Truth is... It's scary to be a parent of a living child. I remember when D was a newborn. I was worried about everything. Scared something may happen. I trusted no one. He was the most precious thing in my life at the time and I had to protect it with my life. I felt this way because I knew how easily and how all of a sudden it could all be taken away. As he got older and hit milestones, I hit new milestones with worries. He started solids I worried about choking. He started walking I worried about him falling. He got old enough to go to school and I was worried sick about the people I was leaving him with not watching him carefully enough. Or worse, worried they may hurt him. The anxiety I went through would make me ill.

As time passed it got better. I had my second rainbow and the worries were still there but not as bad. I figured it was all in my head and would go away as I went through being a parent in the full sense and realize that the kids will be just fine despite what may come. (Well ultimately that's what we hope but we all know nothing is certain... See, that's the Blm in me)

But there comes times, like tonight, where I get back to the very worried state. Tonight D is very ill. He has symptoms that make me worry. I think worse case scenario. He has XYZ that could be fatal. Even if he does have that there is only a 10% chance he will die from it, in my mind I'm already planning the funeral. I know it sounds crazy. Trust me, I want to never live through planning another funeral for my child. It will be the end of me. But the scary thoughts pop in my head because I've lived through it before. It HAS happened. No one is immune. It scares the crap out of me.

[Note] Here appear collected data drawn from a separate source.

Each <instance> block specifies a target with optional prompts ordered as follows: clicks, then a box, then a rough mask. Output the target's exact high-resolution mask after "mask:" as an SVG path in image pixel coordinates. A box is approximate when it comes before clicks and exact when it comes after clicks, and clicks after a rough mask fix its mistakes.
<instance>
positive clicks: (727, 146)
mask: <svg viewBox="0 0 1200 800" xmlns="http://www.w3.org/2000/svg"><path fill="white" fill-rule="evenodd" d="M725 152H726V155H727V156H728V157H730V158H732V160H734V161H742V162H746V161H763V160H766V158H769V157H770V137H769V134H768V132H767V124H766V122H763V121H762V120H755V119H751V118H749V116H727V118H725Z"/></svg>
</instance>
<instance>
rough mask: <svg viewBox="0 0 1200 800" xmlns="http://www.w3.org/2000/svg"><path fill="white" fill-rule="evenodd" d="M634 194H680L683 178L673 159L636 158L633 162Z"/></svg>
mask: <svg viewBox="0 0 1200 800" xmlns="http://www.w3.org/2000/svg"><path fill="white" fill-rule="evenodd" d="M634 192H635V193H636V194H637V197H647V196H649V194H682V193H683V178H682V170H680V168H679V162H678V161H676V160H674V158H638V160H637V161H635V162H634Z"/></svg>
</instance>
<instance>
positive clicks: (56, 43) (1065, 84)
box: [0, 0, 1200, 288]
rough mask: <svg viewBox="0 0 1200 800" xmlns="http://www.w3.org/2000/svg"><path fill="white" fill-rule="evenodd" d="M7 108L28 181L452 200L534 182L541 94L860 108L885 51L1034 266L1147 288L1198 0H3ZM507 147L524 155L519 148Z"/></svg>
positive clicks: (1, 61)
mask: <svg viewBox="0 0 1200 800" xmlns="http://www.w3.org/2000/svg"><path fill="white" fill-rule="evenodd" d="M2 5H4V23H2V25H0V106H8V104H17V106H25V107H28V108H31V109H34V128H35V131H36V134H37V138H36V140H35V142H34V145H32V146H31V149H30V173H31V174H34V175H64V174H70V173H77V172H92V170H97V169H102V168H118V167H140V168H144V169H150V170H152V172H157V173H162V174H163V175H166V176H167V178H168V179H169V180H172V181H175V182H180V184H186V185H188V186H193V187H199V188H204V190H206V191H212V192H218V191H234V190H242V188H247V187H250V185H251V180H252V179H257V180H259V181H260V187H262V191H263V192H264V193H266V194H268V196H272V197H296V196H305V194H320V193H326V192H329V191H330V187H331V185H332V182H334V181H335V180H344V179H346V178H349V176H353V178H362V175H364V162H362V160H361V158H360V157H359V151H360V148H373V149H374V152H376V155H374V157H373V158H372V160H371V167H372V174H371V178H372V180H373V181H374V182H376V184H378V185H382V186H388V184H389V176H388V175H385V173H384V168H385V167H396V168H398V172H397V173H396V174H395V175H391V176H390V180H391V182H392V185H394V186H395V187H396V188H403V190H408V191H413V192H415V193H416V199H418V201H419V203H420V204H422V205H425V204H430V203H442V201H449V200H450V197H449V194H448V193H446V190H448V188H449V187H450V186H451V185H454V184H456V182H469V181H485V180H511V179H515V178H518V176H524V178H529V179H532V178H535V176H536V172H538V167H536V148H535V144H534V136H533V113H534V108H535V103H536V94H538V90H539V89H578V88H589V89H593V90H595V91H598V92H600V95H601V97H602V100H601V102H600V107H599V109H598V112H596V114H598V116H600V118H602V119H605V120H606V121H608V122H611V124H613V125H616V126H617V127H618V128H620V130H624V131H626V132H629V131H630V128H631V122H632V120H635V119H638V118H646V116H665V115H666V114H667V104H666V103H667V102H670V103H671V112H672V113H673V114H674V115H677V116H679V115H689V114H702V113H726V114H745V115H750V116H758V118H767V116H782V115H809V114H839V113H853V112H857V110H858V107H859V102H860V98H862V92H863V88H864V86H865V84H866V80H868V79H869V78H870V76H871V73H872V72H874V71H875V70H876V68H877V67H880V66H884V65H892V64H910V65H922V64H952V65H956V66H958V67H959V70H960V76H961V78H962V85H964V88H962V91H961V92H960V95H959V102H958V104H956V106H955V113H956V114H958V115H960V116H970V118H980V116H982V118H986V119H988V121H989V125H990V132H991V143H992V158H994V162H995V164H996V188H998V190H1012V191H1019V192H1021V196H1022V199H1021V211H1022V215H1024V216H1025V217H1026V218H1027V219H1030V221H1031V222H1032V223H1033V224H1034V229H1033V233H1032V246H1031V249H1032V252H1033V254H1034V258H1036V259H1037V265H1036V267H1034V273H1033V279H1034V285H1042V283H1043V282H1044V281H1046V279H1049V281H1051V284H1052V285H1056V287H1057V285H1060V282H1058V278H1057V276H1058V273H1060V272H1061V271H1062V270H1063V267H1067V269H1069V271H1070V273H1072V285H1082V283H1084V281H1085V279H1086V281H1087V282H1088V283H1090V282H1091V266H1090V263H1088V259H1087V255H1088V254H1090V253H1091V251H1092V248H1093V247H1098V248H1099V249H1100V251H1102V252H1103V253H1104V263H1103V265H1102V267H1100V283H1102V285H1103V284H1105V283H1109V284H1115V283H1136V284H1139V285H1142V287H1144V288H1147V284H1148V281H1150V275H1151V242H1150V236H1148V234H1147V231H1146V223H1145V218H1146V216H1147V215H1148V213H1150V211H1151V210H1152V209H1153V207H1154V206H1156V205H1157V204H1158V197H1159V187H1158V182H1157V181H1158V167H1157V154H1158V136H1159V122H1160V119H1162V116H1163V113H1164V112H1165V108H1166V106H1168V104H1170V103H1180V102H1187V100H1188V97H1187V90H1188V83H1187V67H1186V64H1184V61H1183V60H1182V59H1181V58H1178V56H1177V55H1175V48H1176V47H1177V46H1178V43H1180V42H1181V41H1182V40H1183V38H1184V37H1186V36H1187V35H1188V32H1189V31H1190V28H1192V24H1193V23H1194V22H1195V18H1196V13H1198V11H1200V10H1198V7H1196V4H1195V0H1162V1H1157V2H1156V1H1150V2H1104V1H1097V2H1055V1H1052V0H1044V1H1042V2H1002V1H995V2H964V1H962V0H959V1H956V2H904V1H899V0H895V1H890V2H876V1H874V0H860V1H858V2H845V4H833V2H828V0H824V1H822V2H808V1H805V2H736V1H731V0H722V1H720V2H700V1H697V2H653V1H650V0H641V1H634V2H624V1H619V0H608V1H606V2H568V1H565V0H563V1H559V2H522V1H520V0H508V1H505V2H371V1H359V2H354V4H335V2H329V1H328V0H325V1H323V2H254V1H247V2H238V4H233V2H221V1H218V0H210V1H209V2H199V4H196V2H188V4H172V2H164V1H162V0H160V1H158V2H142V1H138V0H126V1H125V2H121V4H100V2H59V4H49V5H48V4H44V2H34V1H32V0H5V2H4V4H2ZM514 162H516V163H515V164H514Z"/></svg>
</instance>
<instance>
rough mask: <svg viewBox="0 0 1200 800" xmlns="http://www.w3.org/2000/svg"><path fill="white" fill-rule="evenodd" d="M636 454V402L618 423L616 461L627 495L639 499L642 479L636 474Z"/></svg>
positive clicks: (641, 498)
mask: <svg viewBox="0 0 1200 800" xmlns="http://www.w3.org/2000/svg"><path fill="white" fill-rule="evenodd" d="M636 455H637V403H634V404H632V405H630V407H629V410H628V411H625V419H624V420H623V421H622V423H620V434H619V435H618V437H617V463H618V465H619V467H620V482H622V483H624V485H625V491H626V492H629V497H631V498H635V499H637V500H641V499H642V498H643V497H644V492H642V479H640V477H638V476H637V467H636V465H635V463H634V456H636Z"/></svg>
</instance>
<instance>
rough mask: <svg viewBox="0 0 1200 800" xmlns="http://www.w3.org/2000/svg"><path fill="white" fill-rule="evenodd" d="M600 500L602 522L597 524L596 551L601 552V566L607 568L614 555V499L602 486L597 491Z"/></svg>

I am watching D close through the night tonight and if his fever spikes again, to the ER we go. Either way, a trip to the urgent care is in order in the morning. But I wish I had normal thoughts and worries. I can't. I just can't. I can't relax and I won't believe you when you tell me he will be fine. I guess I'm traumatized to an extent. I can't help it. It's part of who I am and how I parent. I wish there was an off switch.

This is one aspect of being a BLM that my dear Marlon has no clue about. He doesn't get it. And hopefully never will.

Sunday, February 3, 2013

A visit and another visit

Last night Marlon and I went to go visit her stone. It was a quick visit since we were just passing through. But I love how he never objects to us stopping by no matter how many times we may have gone already.

Then today I got a text from one of my friends letting me know that she went to go visit her stone as well. Two visits in less than 24 hours! How awesome! She is loved.




Another wink

As I was going to get the laundry outside yesterday and something suddenly zipped out of the bushes and stopped in front of me. It was another pink headed hummingbird! She stayed right in front of me just looking at me. She zipped here and there nearby in the backyard but came back several times to just cover in front of me while she looked at me. What makes this time even more special than the others was that I got pictures! Not the best because obviously these little beauties are fast but you can see her hovering and looking right at me.